Constraints on the phase diagram of molybdenum from first-principles free-energy calculations

TL;DR

This study uses advanced first-principles calculations to reassess phase stability of molybdenum under high pressure and temperature, revealing that anharmonic effects favor the bcc structure over fcc and hcp phases.

Contribution

It provides the first comprehensive anharmonic free energy calculations for molybdenum's high-pressure phases, challenging previous harmonic approximation results.

Findings

Anharmonic effects stabilize bcc over fcc and hcp at high P and T.

First-principles melting curves show bcc is more stable.

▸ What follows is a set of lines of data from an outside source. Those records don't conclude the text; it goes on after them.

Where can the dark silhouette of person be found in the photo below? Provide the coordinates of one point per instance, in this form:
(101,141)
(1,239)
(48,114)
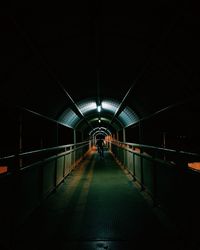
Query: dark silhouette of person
(100,145)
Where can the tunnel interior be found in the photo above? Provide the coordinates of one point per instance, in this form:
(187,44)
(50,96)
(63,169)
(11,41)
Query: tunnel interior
(126,73)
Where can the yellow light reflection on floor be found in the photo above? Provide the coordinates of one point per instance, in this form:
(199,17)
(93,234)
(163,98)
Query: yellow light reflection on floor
(3,169)
(194,165)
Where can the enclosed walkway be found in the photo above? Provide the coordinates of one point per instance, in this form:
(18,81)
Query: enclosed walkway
(97,207)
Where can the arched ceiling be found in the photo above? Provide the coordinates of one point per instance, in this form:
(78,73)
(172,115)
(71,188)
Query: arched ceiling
(98,113)
(133,59)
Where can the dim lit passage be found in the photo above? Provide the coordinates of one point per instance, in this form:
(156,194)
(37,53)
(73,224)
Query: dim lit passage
(98,207)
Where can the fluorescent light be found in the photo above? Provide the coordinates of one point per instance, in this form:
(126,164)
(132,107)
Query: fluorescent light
(99,108)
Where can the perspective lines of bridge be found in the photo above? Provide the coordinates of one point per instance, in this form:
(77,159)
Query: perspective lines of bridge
(98,207)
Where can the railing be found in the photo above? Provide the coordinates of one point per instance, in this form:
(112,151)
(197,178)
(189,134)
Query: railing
(31,177)
(164,175)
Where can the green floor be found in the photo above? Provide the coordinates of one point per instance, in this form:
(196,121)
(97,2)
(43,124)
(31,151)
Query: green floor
(97,207)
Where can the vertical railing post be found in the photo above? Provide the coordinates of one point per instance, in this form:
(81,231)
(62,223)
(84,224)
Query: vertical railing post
(141,168)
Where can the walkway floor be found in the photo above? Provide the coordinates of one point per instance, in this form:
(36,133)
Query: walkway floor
(97,207)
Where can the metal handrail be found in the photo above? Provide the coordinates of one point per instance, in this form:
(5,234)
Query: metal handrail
(51,148)
(157,148)
(51,158)
(7,157)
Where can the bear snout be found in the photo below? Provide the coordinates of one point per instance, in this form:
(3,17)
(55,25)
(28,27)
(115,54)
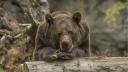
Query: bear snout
(66,44)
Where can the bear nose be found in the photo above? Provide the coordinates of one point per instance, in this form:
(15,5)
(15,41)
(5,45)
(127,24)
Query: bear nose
(65,46)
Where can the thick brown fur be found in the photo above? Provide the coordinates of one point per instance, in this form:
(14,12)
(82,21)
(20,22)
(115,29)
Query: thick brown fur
(47,40)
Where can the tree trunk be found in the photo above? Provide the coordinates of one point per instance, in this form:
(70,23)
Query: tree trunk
(93,64)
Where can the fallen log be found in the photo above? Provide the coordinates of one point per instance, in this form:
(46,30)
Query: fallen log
(93,64)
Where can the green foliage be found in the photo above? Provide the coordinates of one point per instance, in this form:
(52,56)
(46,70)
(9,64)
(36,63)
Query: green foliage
(112,12)
(1,70)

Z method simulations support bcc stability.

Abstract

We use first-principles techniques to re-examine the suggestion that transitions seen in high-P experiments on Mo are solid-solid transitions from the bcc structure to either the fcc or hcp structures. We confirm that in the harmonic approximation the free energies of fcc and hcp structures become lower than that of bcc at P > 325 GPa and T below the melting curve, as reported recently. However, we show that if anharmonic effects are fully included this is no longer true. We calculate fully anharmonic free energies of high-T crystal phases by integration of the thermal average stress with respect to strain as structures are deformed into each other, and also by thermodynamic integration from harmonic reference systems to the fully anharmonic system. Our finding that fcc is thermodynamically less stable than bcc in the relevant high-P/high-T region is supported by comparing the melting curves of the two structures calculated using the first-principles reference-coexistence technique. We present first-principles simulations based on the recently proposed Z method which also support the stability of bcc over fcc.